É um conto de cariz moralista, este, adaptado pela escritora Jeanne-Marie Leprince de Beaumont de uma versão negra e sexualizada da conhecida Madame Villeneuve. Um conto sobre aparências e riquezas interiores que ultrapassou gerações e que encontrou no cinema um certo e confortável lar. A mais emblemáticas das transições cinematográficas ocorreu em 1946, num poético filme de Jean Cocteau, na linha do existencialismo animalesco de um dos seus protagonistas em constante confrontação com o afecto, o amor no seu estado mais platónico.
Depois da feliz experiência, uma metragem gótica que consolidava o melhor de dois mundos (o cinema sonoro e o mudo), aconteceram enésimas adaptações, grande parte delas fora do estatuto do memorável. Em 1991, a Disney, determinada a sair das ruas de amargura que frequentava, lança-se numa animação tecnicamente gloriosa, assim como musicalmente cativante para um vasto leque de audiências. Hoje tido como uma das melhores produções da casa do Rato Mickey, é então que aparece entre nós … isto.
Temos efeitos visuais, cenários grandiosamente artificiais, um elenco que está ali para cumprir o cheque (só Luke Evans parece funcionar num filme com grandes erros de casting, de onde não se livre sequer Emma Watson) e, claro, zero em criatividade. Este novo A Bela e o Monstro chega quase a ser um frame-to-frame da amada animação, um declarado “remake” espalhafatoso que demonstra o quanto o estúdio está empenhado em manter o seu rigor mortis de conformismos mercantis.

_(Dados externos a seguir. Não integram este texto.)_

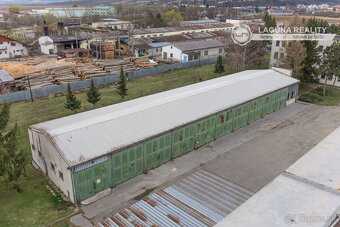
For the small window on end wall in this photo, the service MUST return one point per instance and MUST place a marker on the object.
(61, 176)
(52, 167)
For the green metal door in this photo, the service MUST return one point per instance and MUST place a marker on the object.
(157, 151)
(277, 100)
(84, 184)
(245, 114)
(224, 123)
(237, 117)
(281, 98)
(183, 140)
(205, 131)
(92, 180)
(269, 103)
(127, 164)
(272, 101)
(255, 109)
(101, 176)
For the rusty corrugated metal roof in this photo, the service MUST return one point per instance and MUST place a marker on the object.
(88, 135)
(201, 199)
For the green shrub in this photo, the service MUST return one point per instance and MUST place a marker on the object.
(310, 97)
(318, 91)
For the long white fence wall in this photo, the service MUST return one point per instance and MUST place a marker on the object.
(58, 89)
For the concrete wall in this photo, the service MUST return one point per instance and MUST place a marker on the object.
(292, 94)
(45, 49)
(44, 154)
(160, 34)
(178, 55)
(12, 49)
(277, 53)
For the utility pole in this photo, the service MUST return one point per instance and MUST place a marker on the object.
(29, 85)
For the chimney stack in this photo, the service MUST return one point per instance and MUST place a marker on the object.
(45, 29)
(61, 28)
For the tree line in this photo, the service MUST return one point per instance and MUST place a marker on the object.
(307, 60)
(93, 95)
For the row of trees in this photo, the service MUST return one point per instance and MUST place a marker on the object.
(93, 95)
(305, 59)
(12, 158)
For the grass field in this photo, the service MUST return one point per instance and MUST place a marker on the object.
(314, 94)
(331, 99)
(36, 206)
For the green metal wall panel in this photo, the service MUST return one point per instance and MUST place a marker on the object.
(281, 97)
(205, 131)
(255, 109)
(237, 117)
(92, 180)
(133, 161)
(127, 164)
(269, 103)
(183, 140)
(157, 151)
(245, 114)
(224, 123)
(241, 114)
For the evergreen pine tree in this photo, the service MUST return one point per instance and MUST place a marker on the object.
(121, 88)
(93, 95)
(219, 67)
(12, 159)
(72, 103)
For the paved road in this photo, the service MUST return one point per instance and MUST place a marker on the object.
(251, 157)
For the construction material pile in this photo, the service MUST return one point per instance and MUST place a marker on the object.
(84, 69)
(17, 69)
(103, 50)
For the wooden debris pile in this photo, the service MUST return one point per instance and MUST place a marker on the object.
(103, 50)
(85, 68)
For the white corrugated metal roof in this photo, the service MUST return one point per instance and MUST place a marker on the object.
(306, 194)
(201, 199)
(84, 136)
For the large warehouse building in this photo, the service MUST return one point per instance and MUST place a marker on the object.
(89, 152)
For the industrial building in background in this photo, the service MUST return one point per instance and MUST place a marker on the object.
(10, 48)
(194, 50)
(93, 151)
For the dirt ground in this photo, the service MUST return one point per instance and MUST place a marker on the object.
(251, 157)
(25, 65)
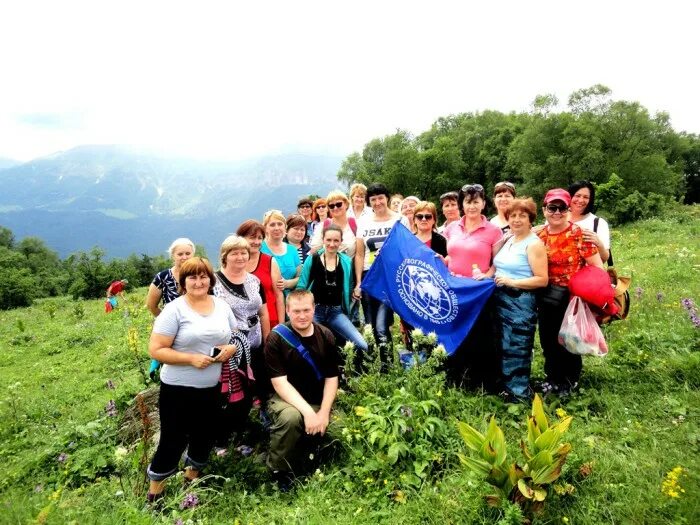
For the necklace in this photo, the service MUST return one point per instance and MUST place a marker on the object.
(332, 273)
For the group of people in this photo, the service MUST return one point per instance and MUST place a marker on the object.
(266, 326)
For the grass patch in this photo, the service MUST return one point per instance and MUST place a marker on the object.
(635, 419)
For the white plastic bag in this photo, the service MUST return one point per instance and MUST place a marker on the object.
(579, 332)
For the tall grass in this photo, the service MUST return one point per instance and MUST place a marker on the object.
(635, 420)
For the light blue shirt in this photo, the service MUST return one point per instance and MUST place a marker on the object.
(511, 261)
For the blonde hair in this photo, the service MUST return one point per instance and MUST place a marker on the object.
(232, 242)
(182, 241)
(195, 266)
(272, 215)
(337, 195)
(426, 206)
(358, 186)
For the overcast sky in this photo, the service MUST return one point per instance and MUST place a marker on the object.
(233, 79)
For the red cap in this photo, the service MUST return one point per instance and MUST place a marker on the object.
(592, 284)
(557, 194)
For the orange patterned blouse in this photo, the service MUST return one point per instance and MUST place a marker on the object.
(566, 253)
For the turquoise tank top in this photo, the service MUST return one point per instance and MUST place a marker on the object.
(511, 261)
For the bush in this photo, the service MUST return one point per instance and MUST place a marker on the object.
(17, 288)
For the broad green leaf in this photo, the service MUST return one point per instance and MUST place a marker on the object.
(392, 455)
(540, 494)
(541, 460)
(548, 473)
(475, 465)
(564, 424)
(547, 440)
(472, 437)
(539, 414)
(526, 491)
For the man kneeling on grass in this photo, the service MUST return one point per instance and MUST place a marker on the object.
(302, 360)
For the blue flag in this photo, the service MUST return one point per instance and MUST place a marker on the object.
(411, 279)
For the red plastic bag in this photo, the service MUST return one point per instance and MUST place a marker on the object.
(579, 332)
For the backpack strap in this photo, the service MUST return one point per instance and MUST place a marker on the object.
(595, 230)
(292, 340)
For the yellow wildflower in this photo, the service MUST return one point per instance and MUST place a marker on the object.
(671, 486)
(399, 496)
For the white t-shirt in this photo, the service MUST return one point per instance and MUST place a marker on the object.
(373, 233)
(194, 334)
(367, 211)
(348, 245)
(603, 228)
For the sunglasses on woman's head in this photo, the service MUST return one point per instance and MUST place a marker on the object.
(473, 188)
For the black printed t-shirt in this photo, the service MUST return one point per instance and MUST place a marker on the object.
(281, 359)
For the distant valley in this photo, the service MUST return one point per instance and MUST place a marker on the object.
(127, 201)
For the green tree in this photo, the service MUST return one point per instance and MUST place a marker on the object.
(7, 238)
(89, 276)
(45, 265)
(17, 284)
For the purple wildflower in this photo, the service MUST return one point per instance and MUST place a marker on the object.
(688, 304)
(111, 408)
(245, 450)
(191, 501)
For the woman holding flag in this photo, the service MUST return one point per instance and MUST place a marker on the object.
(521, 268)
(372, 231)
(472, 242)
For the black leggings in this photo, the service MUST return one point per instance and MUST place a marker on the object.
(187, 420)
(560, 366)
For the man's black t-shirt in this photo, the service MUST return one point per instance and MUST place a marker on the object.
(281, 359)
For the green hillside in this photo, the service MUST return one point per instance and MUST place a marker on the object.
(69, 374)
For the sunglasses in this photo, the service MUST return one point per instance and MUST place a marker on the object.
(553, 208)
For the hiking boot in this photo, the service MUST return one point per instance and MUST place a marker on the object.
(284, 480)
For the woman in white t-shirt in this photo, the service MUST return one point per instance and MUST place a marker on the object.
(372, 232)
(595, 229)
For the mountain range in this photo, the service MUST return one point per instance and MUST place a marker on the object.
(129, 201)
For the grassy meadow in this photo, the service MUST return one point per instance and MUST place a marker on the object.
(69, 373)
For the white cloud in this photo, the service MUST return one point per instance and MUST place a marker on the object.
(229, 80)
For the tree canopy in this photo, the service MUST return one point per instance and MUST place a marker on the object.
(593, 138)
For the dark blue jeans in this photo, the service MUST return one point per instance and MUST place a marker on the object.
(515, 321)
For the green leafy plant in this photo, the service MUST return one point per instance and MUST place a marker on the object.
(525, 484)
(396, 428)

Pelo vistos, parece ser tendência para aqueles lados. Já com Cinderela e O Livro da Selva se assistiu a essa avarenta apropriação do legado e, como tal, o resultado parece somente o lisonjear um património, em vez de construir novas narrativas para gerações futuras. Não seria mais fácil relançar o clássico do que gastar “rios de dinheiro” numa obra copista? Nostalgia ou não, a verdade é que tudo é fruto de uma indústria que se contenta com o mesmo espectáculo de sempre, onde os atributos técnicos do costume prevalecem frente à arte de contar uma História. Mas as pessoas vão adorar? Claro que vão, faz tudo parte de uma experiência de recordações, mas o que vemos é um filme de 1991, não uma sofisticação de 2017. Duas horas divididas entre o completamente vazio e a palha desnecessária.